« La méthode cathartique n'est pas ce qu'on croit ! » Entretien avec Mikkel Borch-Jacobsen

On n’a pas fini d’en apprendre sur Freud ! Et notamment en ce qui concerne les premières pratiques freudiennes de l’hypnose, visiblement plus proches de la manipulation que de la psychanalyse…

Lors d’un précédent entretien pour le Cercle Psy, vous aviez annoncé que vous n’écririez plus jamais sur Freud. C’est plus fort que vous ?

Eh oui, j’ai rechuté ! Je promets de ne plus faire désormais de promesses… En fait, le projet de ce livre date d’il y a plus de trente-cinq ans, alors que j’écrivais une thèse sur Freud où je m’intéressais déjà à la question de l’hypnose. Les textes « pré-psychanalytiques » de Freud sur l’hypnose ayant été longtemps négligés et ignorés, j’avais voulu les traduire avec deux amis et en établir une édition critique détaillée. Mais les ayant-droits éditoriaux de Freud en France se sont opposés à l’époque à cette publication, sans doute parce qu’une telle approche historico-critique était sacrilège. La question d’une publication de ces traductions s’est reposée quand Freud est tombé dans le domaine public en 2009, mais mes deux co-traducteurs étant devenus entre-temps psychanalystes, ils s’y sont opposés à leur tour.
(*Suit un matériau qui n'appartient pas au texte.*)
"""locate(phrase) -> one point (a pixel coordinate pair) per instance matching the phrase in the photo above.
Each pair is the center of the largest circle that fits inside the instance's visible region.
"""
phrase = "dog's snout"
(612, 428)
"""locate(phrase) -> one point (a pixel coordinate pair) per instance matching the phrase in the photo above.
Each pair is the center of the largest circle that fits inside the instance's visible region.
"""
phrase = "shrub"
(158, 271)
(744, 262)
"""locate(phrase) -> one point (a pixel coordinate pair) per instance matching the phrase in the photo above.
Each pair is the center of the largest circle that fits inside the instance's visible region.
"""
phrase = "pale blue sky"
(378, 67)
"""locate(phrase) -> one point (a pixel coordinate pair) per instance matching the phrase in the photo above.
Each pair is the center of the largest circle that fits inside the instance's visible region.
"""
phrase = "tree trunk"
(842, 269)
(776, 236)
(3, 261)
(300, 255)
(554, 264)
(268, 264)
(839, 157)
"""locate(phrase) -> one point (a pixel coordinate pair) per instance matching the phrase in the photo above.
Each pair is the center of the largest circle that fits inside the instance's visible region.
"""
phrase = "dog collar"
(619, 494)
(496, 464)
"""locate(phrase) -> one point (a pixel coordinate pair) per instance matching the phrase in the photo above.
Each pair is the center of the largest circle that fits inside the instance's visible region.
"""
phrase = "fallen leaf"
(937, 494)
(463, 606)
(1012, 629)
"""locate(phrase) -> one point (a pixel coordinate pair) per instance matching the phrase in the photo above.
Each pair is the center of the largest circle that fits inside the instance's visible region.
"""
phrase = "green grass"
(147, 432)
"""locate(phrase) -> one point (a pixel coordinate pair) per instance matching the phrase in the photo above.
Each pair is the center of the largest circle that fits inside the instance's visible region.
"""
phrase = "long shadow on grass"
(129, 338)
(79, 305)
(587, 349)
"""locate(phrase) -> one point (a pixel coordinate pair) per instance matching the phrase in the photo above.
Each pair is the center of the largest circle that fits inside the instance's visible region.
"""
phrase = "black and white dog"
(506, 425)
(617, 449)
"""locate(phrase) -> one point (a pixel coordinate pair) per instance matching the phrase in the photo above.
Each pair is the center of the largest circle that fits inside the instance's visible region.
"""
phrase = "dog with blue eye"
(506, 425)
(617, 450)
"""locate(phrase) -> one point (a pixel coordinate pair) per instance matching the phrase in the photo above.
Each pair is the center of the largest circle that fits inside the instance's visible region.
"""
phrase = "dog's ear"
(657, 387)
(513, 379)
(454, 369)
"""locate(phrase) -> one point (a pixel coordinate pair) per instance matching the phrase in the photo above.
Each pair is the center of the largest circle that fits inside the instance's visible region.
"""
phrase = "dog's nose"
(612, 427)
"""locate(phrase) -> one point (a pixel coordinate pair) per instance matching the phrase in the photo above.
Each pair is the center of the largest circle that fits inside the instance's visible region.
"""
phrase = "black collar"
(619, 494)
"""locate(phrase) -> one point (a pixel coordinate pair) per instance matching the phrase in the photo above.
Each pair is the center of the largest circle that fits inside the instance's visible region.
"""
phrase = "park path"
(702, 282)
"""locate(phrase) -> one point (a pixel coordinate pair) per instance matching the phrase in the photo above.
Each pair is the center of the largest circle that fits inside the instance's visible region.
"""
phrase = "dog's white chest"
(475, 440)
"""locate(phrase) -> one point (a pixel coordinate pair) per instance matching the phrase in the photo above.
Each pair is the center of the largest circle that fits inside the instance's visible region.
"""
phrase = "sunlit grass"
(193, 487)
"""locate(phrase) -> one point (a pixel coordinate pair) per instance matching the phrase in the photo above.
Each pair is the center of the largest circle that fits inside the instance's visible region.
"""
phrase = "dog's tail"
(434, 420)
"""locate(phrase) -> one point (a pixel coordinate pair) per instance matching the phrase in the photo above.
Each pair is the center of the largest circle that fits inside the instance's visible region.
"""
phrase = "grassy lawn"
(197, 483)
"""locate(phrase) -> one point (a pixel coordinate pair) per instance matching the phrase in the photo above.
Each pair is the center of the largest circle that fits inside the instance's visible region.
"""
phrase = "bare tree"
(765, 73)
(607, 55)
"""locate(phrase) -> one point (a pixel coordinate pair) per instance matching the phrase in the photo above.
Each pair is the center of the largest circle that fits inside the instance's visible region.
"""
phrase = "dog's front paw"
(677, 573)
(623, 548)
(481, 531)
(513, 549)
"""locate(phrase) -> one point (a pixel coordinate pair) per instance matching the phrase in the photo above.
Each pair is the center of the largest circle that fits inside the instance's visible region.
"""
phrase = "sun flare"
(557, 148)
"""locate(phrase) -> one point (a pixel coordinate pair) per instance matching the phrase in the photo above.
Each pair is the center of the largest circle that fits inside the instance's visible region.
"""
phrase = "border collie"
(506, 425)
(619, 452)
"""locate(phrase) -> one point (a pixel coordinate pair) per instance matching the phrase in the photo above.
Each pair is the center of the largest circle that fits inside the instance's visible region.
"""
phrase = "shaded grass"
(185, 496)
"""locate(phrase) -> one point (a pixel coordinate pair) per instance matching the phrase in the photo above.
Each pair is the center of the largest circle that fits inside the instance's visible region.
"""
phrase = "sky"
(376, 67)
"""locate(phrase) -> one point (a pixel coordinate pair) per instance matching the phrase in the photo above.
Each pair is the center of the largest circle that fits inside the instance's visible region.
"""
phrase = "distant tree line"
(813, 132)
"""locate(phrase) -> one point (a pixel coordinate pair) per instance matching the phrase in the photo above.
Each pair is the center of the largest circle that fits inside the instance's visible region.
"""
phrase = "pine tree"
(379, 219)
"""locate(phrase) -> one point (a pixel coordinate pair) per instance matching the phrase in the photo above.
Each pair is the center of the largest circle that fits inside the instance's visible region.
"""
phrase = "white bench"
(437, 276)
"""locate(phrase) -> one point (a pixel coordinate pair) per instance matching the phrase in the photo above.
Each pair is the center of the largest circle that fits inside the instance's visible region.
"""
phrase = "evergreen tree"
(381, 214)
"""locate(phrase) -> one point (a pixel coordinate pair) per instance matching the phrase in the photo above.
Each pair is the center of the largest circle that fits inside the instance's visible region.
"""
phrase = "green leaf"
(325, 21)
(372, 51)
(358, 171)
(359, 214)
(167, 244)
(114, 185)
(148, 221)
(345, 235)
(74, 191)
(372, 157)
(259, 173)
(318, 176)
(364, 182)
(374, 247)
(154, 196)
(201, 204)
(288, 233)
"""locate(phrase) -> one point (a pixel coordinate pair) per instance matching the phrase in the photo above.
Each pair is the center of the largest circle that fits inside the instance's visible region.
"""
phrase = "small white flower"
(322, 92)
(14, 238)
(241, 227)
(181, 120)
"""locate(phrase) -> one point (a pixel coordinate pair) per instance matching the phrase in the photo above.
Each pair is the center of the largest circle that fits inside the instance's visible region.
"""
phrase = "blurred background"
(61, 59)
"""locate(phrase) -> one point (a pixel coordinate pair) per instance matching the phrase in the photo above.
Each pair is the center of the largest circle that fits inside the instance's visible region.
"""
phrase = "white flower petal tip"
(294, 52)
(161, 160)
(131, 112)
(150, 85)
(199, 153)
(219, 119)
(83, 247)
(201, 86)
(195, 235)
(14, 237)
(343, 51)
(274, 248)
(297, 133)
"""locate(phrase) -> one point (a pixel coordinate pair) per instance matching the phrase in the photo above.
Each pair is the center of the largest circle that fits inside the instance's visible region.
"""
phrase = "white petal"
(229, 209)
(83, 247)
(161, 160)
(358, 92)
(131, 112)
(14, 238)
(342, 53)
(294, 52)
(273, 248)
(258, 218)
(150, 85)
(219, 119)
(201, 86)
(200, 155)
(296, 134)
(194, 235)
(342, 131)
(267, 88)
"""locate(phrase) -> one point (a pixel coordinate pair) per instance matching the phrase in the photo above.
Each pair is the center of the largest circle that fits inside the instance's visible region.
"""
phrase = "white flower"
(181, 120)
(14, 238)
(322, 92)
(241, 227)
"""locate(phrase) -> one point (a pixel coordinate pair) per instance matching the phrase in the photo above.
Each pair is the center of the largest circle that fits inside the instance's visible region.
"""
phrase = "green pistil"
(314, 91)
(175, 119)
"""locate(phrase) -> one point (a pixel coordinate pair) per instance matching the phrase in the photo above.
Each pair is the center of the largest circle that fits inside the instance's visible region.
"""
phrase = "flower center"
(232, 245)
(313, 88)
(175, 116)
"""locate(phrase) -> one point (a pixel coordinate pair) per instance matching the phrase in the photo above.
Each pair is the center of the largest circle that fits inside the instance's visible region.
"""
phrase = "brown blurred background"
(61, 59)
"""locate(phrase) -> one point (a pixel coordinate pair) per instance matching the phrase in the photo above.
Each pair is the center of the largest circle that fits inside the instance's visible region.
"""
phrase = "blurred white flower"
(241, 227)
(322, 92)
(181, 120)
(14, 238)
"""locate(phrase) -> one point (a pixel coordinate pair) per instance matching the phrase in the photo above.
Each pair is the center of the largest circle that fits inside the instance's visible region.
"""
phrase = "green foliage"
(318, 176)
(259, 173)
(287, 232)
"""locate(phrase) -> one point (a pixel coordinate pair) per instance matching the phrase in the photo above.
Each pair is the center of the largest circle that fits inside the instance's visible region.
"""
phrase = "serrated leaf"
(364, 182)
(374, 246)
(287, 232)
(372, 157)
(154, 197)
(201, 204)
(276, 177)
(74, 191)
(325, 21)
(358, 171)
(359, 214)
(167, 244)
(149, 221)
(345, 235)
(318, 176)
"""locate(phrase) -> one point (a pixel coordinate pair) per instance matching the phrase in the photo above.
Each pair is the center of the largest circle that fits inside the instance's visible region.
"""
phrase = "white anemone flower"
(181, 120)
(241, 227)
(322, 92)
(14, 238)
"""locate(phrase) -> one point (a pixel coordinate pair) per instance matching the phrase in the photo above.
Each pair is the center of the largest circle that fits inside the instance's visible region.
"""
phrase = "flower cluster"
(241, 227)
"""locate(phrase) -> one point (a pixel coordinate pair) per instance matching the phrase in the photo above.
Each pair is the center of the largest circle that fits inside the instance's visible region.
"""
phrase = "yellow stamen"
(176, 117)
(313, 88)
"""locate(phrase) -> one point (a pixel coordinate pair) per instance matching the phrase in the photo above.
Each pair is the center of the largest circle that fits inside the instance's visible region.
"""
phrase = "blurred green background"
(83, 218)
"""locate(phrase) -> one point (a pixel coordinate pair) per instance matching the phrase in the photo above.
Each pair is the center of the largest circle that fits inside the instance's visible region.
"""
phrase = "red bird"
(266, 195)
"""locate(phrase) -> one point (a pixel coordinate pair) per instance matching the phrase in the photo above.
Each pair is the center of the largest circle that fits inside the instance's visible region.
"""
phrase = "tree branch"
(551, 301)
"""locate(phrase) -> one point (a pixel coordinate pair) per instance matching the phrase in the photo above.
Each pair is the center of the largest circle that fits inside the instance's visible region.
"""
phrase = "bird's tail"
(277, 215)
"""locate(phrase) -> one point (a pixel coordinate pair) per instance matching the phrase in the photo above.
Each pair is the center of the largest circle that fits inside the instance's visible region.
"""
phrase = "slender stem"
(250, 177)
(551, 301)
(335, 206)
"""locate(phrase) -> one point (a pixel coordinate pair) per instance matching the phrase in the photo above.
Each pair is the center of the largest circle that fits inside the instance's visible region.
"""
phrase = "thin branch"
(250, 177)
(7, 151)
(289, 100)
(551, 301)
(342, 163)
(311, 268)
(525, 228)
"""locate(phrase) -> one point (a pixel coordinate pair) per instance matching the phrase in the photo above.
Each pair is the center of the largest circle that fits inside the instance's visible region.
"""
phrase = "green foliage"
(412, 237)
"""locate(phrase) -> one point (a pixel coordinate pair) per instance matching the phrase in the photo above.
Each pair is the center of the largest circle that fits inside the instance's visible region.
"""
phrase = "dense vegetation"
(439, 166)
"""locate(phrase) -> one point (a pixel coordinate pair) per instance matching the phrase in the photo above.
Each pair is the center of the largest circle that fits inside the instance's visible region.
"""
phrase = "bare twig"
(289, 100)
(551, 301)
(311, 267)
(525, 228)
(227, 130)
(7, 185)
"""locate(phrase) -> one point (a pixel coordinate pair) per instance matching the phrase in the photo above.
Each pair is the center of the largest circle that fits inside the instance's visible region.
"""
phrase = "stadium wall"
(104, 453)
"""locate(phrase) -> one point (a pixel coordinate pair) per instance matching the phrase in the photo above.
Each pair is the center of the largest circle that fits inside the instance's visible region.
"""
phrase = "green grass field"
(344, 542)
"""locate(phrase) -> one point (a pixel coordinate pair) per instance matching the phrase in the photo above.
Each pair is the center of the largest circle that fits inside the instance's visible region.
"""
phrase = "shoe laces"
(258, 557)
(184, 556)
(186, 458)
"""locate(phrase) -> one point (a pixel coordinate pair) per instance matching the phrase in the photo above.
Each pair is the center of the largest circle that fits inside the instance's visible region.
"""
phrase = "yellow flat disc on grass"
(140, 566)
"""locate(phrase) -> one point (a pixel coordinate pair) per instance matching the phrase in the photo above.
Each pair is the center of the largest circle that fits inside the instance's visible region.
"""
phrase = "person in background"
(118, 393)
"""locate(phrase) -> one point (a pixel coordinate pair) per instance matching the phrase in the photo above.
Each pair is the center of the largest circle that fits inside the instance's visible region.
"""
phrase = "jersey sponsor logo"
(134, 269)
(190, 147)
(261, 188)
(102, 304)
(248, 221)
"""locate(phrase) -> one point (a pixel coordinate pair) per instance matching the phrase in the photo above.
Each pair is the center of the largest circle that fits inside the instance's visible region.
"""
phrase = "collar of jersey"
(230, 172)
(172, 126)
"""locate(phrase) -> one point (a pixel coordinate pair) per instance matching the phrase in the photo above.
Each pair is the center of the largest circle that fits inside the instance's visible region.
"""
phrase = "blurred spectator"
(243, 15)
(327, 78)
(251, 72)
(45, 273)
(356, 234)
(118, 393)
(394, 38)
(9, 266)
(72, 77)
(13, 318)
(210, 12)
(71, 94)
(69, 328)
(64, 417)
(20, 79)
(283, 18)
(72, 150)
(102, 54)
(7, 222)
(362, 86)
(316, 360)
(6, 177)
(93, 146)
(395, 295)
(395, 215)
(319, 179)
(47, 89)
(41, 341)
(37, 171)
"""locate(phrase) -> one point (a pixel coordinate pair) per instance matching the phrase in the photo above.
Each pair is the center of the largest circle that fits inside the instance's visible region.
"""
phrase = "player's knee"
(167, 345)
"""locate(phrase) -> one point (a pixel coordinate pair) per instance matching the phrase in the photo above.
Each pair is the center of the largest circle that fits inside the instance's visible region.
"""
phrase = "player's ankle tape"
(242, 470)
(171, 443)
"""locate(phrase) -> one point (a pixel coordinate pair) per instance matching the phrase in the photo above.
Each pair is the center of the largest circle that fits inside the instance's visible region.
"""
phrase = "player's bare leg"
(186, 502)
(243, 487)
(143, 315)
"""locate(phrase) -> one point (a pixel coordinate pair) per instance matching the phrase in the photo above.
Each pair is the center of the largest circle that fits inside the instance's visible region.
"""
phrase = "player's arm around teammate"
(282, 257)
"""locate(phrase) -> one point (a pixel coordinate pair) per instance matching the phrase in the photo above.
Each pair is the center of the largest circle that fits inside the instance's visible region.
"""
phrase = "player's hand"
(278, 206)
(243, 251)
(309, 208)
Il a donc fallu faire retraduire les textes, en y ajoutant d’autres complètement inédits que j’ai découvert. J’ai également rafraîchi l’appareil critique et rédigé une introduction destinée à replacer ces textes de jeunesse de Freud dans leur contexte historico-biographique.

Que nous apprennent vos nouvelles recherches sur l’histoire, ou plutôt la préhistoire, de la psychanalyse ?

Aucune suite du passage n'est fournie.